# Milestone1



# Introduction

Conway's Game of Life is a cellular automata used to study complex patterns from arise a set of rules. In this report I will explore how different methods for optimisation and parallelization can be used to increase the efficiency of the the computation used in this cellular automata. To begin with a serial implementation will be completed and then run at different levels of compiler optimisation, then followed by an parallelized implementation and an analysis of the difference between the two.

## Conway's Game of Life

Cellular automata is a model used to simulate and study self-repuducing systems in an environment. This allows for many real world applications such as, the study of viral infection dynamics, lattice gas simulation and other dynamic systems in science, technology and mathematics. For this analysis Conway's Game of Life will be used as the environment, which follows the following rules:
> 1. Any live call with fewer than 2 neighbors dies = underpopulation
> 2. Any live cell with two or three live neighbors lives on to the next gen
> 3. Any live cell with more than 3 live neighbors dies = overpopulation
> 4. Any dead cell with exactly 3 live neighbors becomes living = reproduction

This version of the cellular automata is a zero-player game, which means the inital state of the simulation will determine how the evolution of everything within the environment will occur. The inital state normally contains common patterns, for example, oscillators, which are patterns that return to their initial state after a few generations or spaceships that fly across the grid. Combining these simple inital state patterns is how you can get bigger more complex behaviors. Conway's Game of Life is also Turing complete meaning that it can be used to simulate a turning machine.

The key piece for his model is how the grid is represented, as this will change the efficiency of the model and how all the data can be processed.

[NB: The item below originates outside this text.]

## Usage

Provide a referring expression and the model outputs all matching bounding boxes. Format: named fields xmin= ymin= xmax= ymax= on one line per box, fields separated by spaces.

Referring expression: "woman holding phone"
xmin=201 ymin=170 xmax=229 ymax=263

The most common way for the grid to be created is using a 2D array, and having the bounds of the grid all count as dead cells. Doing the simulation this way will lead to memory issues with bigger simulations and also inaccuracy of some patterns as hitting the side of the grid will just kill off some cells, but the pattern will still run, just with another behavior. In theory, the patterns should be infinite so the grid should be wrapped around allowing cells to continue at the opposite end of the grid when a border is hit, so when studying the behavior of the patterns alone, this functionality of the grid should be added for the most accuracy.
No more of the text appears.